Jack Pine - December 27th, 2010
John Mellencamp - No Better than This (Rounder Records)
“No Better Than This” is the second down-to-the-basics, Mellencamp and an instrument or two, mono recording produced by T-Bone Burnett. This time they take an old tape recorder and one microphone to the Sun Studios in Memphis, a Baptist church in Savannah and a hotel room in San Antonio where legendary bluesman Robert Johnson recorded. The mood is slightly more chipper than on the last one “Life, Death, Love and Freedom” and starts out with a real good, moving song “Save Some Time to Dream,” but Mellencamp is still no Bob Dylan. There is more pretense than substance on this one.



Hank Williams III - Rebel Within (Sidewalk Records)
Hank the Third made some good honky tonk/punk records about 10 years ago, like “Lovesick, Broke and Driftin’.” He was able to connect with the spirit of his granddad without being tainted by the hocum of his dad Hank Jr. “Rebel Within” is more of the same Hellbilly sound, but without as much emotion. These are all songs about getting falling down drunk. Well, except the one about heroin, “#5” which has the line “Four of my friends have gone on and died, it looks like I am going to be #5.”





She and Him - Volume Two (Merge Records)
She and Him is musician M. Ward and actress Zooey Deschanel. As a singer Deschanel is best known for the duet “It’s Cold Outside” with Will Farrell in the movie “Elf.” Her singing has an appealing something extra, cry-in-her-voice quality about it. Volume Two doesn’t have a song as good as “Change is Hard” from Volume One, but on the whole it is a stronger collection. Volume Two goes for a fuller retro-pop, girl group ‘60s sound. Zooey is also a good songwriter. She wrote all the songs except the two covers, NRBQ’s “Drivin’ In My Car” and the classic heartbreaker “Gonna Get Along Without You Now.”

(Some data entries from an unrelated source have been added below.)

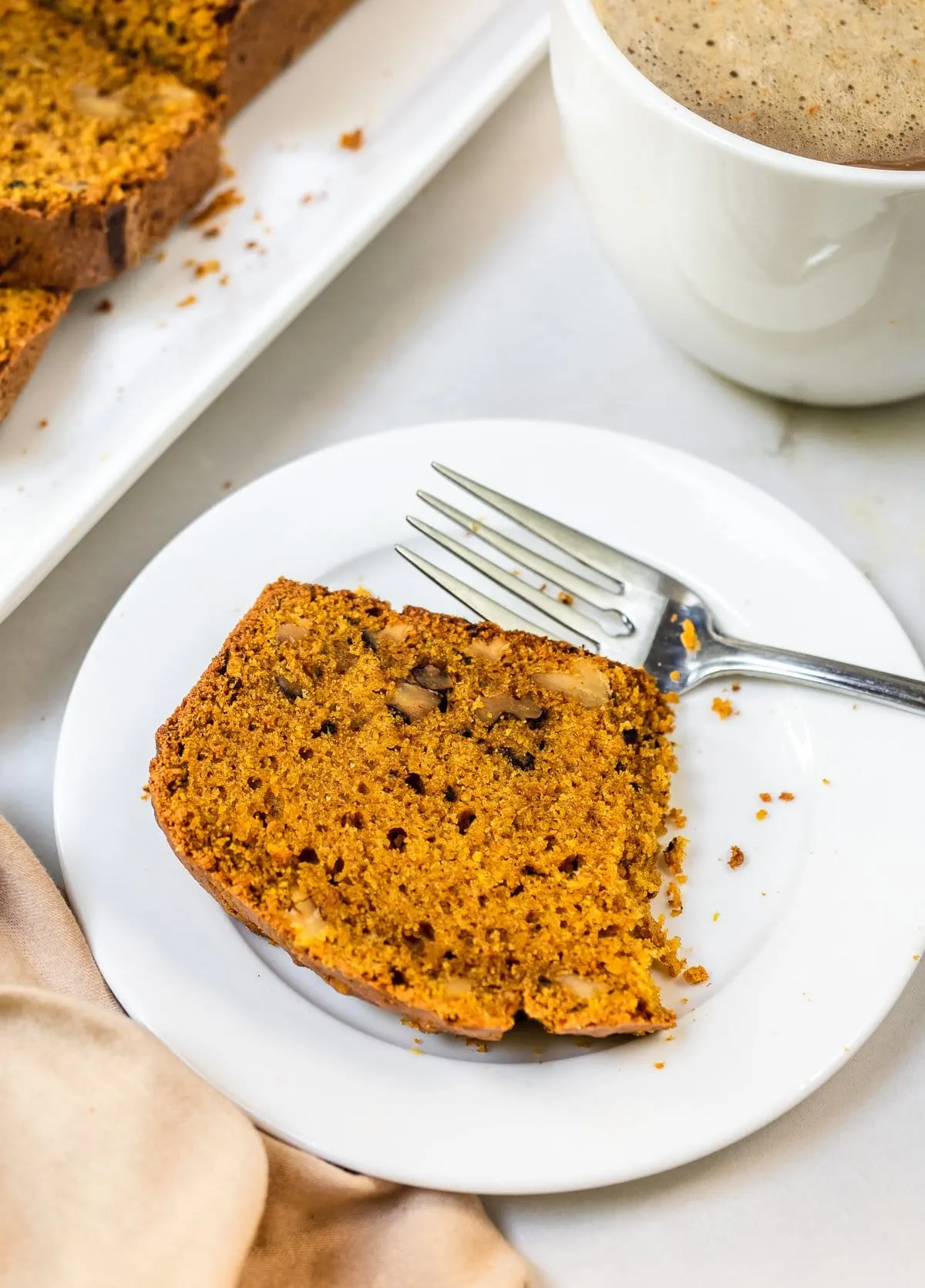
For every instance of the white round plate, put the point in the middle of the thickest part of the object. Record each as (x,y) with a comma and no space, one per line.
(808,944)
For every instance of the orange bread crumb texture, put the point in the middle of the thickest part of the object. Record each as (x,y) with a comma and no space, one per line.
(443,818)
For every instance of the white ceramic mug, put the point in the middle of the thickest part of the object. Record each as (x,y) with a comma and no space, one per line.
(798,277)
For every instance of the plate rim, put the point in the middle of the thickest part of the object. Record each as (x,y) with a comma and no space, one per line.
(115,477)
(775,1108)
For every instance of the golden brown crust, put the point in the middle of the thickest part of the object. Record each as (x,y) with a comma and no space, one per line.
(266,38)
(88,245)
(21,362)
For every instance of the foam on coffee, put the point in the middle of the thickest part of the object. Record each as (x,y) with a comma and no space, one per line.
(839,80)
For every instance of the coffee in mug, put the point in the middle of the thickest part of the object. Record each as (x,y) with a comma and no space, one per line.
(836,80)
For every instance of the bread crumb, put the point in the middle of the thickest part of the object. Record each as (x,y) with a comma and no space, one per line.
(736,857)
(689,637)
(674,854)
(219,205)
(203,268)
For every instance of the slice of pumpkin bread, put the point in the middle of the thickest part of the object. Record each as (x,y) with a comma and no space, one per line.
(27,318)
(450,821)
(99,155)
(228,49)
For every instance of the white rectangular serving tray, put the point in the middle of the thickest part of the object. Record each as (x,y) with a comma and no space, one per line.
(117,387)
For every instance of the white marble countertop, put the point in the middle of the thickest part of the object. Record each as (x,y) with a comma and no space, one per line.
(489,297)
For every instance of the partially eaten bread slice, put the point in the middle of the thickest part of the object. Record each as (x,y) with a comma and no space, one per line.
(99,155)
(455,822)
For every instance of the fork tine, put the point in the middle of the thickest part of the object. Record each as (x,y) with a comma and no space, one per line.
(482,604)
(583,548)
(570,581)
(562,614)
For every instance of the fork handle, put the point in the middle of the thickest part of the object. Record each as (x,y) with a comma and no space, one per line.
(723,654)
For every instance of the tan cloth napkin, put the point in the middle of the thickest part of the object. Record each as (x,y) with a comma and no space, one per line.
(121,1169)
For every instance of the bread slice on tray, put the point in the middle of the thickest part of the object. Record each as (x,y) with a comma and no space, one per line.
(27,318)
(230,51)
(454,822)
(99,155)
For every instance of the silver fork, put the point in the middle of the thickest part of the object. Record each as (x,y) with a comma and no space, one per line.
(643,618)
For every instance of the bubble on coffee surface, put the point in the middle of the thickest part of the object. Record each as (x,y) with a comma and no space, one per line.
(839,80)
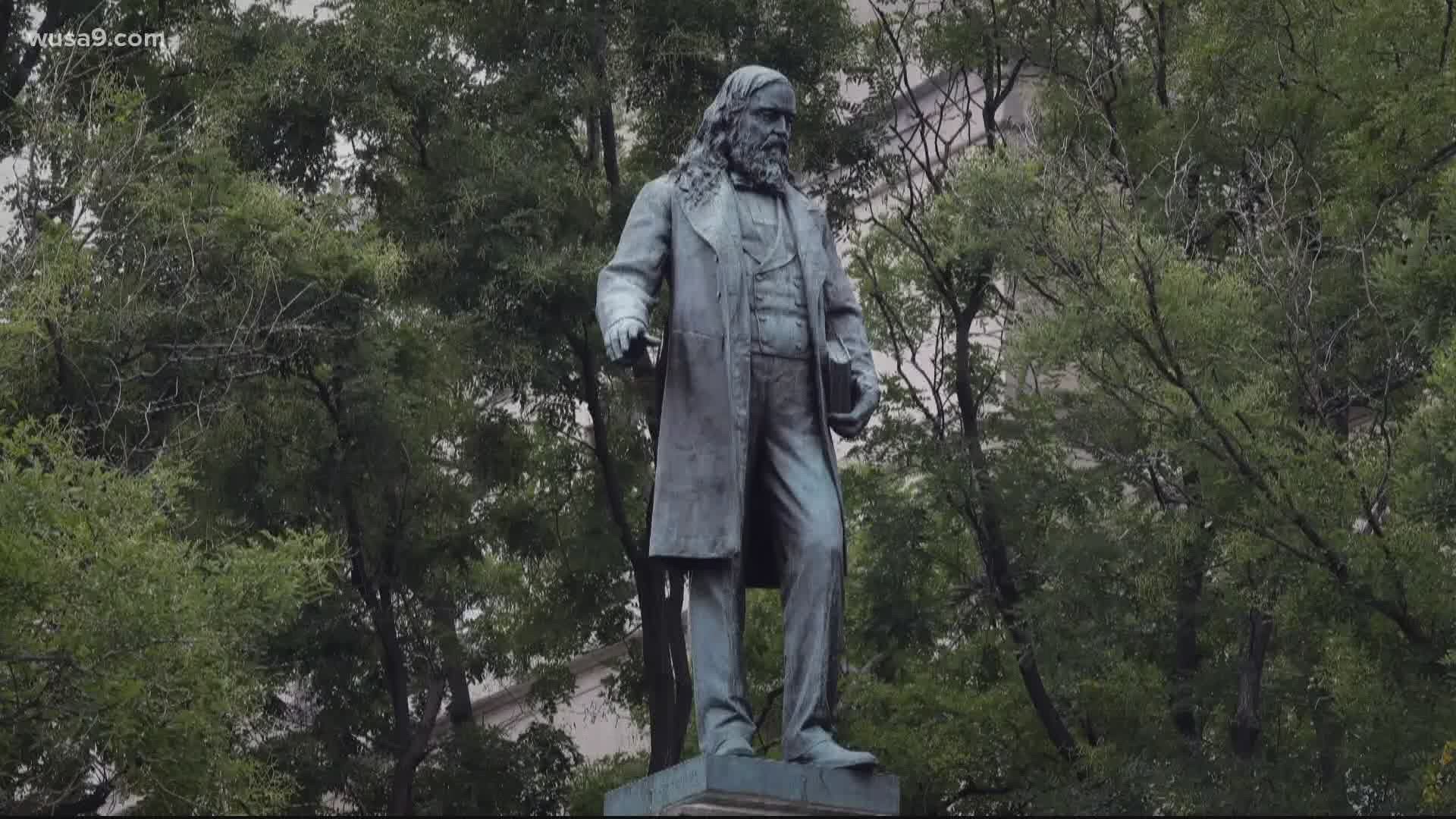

Jeff Beck - Emotion and Commotion (Duece Music)
Guitarist Jeff Beck has had an extraordinary career, including his time with the Yardbirds, “Truth” with Rod Stewart, and his fusion records “Blow by Blow” and “Wired.” He has never gone for the same old thing and has repeatedly shown a capacity to surprise. Still, “Emotion and Commotion” is surprisingly dull. Several of the tunes here feature his impeccable electric guitar tone with a symphony in the background. It mostly sounds like soundtrack music. And do we really need another version of “Somewhere Over the Rainbow”?